When i select other, in the next screen, how to tell the deduplication activity to keep only the record where First Name is not empty. 

ogonzalesdiaz_1-1699025252923.png


the Deduplucation activity will just separete in a temp table the records not duplicated from the duplicated ones, right?. ... but how do I actually remove the duplicated ones from recipients? The ones that doesn't have first_name or last_name



1 Accepted Solution

Avatar

Correct answer by
Community Advisor

@ogonzalesdiaz , try this,

Temporary schema >

Identification of duplicates: keep national_id alone.

Duplication method:

Doubles to keep: 1

Method: Using an expression

expression: 

Iif(Length(@firstName)+Length(@lastName)>0,1 ,0 )

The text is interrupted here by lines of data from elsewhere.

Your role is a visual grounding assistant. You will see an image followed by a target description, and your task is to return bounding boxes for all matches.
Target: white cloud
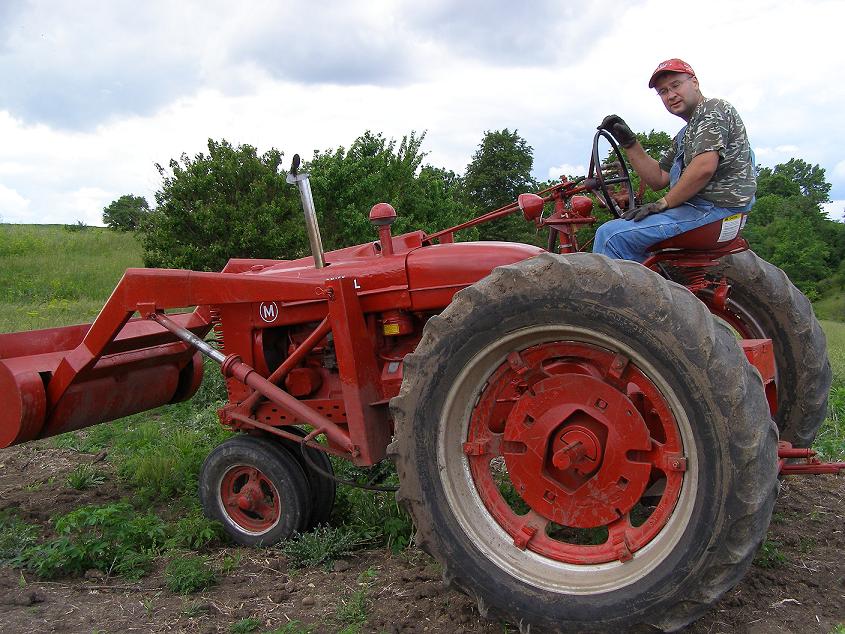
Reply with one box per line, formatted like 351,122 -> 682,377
822,200 -> 845,222
0,183 -> 31,223
548,164 -> 587,180
65,188 -> 114,226
1,0 -> 845,224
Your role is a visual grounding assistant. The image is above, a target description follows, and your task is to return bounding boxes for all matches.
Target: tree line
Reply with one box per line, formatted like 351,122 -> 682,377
103,129 -> 844,298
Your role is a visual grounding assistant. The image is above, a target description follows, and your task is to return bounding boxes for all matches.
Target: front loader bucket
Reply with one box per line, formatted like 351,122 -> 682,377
0,313 -> 206,448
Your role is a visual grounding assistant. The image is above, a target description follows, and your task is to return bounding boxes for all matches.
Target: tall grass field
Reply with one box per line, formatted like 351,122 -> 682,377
0,224 -> 142,332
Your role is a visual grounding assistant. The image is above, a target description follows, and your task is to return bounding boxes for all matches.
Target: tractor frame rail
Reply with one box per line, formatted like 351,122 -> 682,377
778,441 -> 845,475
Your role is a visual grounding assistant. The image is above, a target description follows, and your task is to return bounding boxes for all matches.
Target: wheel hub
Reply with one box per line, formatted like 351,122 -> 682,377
551,427 -> 601,473
463,340 -> 687,565
503,373 -> 652,528
220,465 -> 281,533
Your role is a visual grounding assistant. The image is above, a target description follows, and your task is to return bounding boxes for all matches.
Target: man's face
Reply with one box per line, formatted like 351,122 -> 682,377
654,72 -> 701,120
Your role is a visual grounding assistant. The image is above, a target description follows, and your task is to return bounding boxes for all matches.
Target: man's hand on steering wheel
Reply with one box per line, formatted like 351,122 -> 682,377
598,115 -> 637,149
622,197 -> 668,222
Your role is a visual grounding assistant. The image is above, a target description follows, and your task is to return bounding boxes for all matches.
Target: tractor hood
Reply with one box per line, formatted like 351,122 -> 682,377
405,241 -> 545,311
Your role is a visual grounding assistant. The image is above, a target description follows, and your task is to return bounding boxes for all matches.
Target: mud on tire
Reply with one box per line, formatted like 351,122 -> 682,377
389,253 -> 778,633
704,250 -> 831,448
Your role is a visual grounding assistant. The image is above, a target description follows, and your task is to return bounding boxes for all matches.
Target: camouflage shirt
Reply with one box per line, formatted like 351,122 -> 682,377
658,97 -> 756,207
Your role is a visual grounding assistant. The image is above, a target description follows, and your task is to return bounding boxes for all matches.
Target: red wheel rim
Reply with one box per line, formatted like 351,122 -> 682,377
463,341 -> 685,565
219,465 -> 282,533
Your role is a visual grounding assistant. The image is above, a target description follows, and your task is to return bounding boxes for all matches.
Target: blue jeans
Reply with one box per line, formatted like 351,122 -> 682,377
593,197 -> 752,263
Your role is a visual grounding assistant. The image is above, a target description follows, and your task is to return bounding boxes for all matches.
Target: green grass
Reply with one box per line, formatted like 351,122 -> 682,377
0,510 -> 41,563
66,463 -> 107,490
335,588 -> 369,627
229,618 -> 263,633
15,502 -> 166,580
753,539 -> 787,569
165,554 -> 217,593
820,320 -> 845,379
818,320 -> 845,460
814,289 -> 845,322
0,224 -> 142,332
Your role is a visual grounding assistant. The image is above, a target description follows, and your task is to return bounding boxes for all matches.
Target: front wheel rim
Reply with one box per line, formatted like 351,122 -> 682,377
218,464 -> 282,534
438,325 -> 698,595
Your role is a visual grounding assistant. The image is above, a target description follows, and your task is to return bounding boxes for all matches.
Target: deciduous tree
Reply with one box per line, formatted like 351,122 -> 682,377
462,129 -> 538,243
102,194 -> 150,231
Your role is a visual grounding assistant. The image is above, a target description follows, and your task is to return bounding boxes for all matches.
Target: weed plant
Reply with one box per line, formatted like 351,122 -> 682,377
15,502 -> 166,579
753,539 -> 787,568
329,460 -> 414,552
282,525 -> 370,569
335,589 -> 369,627
66,463 -> 107,490
229,618 -> 263,633
267,621 -> 313,634
99,363 -> 229,501
164,505 -> 225,550
164,554 -> 216,593
13,500 -> 223,581
0,510 -> 40,562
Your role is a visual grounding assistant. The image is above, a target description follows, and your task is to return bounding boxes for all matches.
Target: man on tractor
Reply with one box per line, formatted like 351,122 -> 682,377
593,58 -> 756,262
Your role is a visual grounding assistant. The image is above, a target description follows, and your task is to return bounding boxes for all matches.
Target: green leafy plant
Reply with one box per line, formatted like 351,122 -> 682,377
335,589 -> 368,627
754,539 -> 787,569
219,552 -> 242,574
0,510 -> 40,563
282,525 -> 368,569
229,617 -> 262,633
164,506 -> 224,550
267,621 -> 313,634
66,463 -> 107,490
165,554 -> 216,593
16,502 -> 165,579
329,460 -> 413,552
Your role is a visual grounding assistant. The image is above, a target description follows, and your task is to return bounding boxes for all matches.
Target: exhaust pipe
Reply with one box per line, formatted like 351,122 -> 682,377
287,154 -> 325,269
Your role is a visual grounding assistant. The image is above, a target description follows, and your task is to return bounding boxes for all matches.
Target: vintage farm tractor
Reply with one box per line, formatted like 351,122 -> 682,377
1,131 -> 841,632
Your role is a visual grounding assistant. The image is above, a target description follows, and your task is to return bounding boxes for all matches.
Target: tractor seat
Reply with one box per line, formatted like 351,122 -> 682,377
648,213 -> 748,254
642,213 -> 749,270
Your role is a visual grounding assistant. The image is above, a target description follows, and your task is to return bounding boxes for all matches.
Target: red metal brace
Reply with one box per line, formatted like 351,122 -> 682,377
778,441 -> 845,475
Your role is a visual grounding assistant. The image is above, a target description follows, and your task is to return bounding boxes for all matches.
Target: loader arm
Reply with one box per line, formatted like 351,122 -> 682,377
1,267 -> 328,447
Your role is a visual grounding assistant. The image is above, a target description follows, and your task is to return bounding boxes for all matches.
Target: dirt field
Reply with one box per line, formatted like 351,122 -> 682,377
0,443 -> 843,634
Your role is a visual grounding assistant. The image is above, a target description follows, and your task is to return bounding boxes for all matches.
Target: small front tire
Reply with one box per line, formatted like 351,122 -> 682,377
199,435 -> 312,546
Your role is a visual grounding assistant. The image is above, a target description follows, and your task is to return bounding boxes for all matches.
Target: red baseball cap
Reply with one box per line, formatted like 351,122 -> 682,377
648,58 -> 696,88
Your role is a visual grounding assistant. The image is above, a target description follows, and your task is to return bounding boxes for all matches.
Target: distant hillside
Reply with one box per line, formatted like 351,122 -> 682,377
0,224 -> 142,332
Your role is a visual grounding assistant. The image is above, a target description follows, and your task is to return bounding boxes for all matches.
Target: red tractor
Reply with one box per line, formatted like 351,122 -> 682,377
0,132 -> 839,632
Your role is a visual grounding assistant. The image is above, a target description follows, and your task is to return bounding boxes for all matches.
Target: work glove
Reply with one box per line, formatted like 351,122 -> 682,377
598,115 -> 637,149
622,198 -> 668,221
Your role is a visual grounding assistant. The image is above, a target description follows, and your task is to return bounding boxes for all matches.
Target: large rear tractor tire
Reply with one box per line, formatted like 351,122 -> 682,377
199,435 -> 312,546
704,250 -> 831,447
389,253 -> 778,633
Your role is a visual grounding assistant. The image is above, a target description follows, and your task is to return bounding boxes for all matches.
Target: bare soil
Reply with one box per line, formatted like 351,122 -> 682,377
0,444 -> 843,634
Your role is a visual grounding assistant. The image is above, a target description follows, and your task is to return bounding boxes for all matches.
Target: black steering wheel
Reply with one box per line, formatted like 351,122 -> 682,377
588,129 -> 635,218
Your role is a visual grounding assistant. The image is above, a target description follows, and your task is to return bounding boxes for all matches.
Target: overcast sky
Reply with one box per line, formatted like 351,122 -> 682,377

select 'keep the records with largest value' radio button.

ParthaSarathy_0-1699027776686.png

Now this will add your length of first name and last name. If both are empty, then the length will be 0, so the other national id with valid first name or last name will be in result.

View solution in original post

3 Replies

Avatar

Community Advisor

Hi @ogonzalesdiaz ,

Select temporary schema in first tab.

In 'identification of duplicates' tab, along with national_id, add firstName and LastName as well.

Avatar

Level 5

Hi @ParthaSarathy , 

I've added those in the identifcation of duplicated, but where do you tell Campaign to keep only the row where first and last name are not empty?


ogonzalesdiaz_0-1699027127950.png

 



ogonzalesdiaz_0-1699026602083.png


But this actually, would only separate the duplicated from the no duplicated records, right? 

How would I tell Campaign to remove the duplicated records, based on national_id, where first and last name are empty?

Edit 1: 

I'm getting this error from that config: 

03/11/2023 11:03:20 0 end ) FROM wkf68788481_15_1 W0 JOIN NmsRecipient R1 ON (R1.iRecipientId = W0.iId) WHERE ((R1.iRecipientId > 0 OR R1.iRecipientId < 0))' could not be executed.
03/11/2023 11:03:20 WDB-200001 SQL statement 'INSERT INTO wkf68788481_16_1 (iId,iInternalKeyField1,iInternalOrderNdx) SELECT W0.iId, W0.iId, Row_Number() OVER ( ORDER BY case when PARTITION BY R1.sCodinternocomputacional , R1.sFirstName , R1.sLastName IS NULL then 1 else
03/11/2023 11:03:20 PGS-220000 PostgreSQL error: ERROR: syntax error at or near "BY" LINE 1: ... Row_Number() OVER ( ORDER BY case when PARTITION BY R1.sCod... ^ .
03/11/2023 11:03:20 Executing query 'Result' (step 'Deduplication')

Avatar

Correct answer by
Community Advisor

@ogonzalesdiaz , try this,

Temporary schema >

Identification of duplicates: keep national_id alone.

Duplication method:

Doubles to keep: 1

Method: Using an expression

expression: 

Iif(Length(@firstName)+Length(@lastName)>0,1 ,0 )

select 'keep the records with largest value' radio button.

ParthaSarathy_0-1699027776686.png

Now this will add your length of first name and last name. If both are empty, then the length will be 0, so the other national id with valid first name or last name will be in result.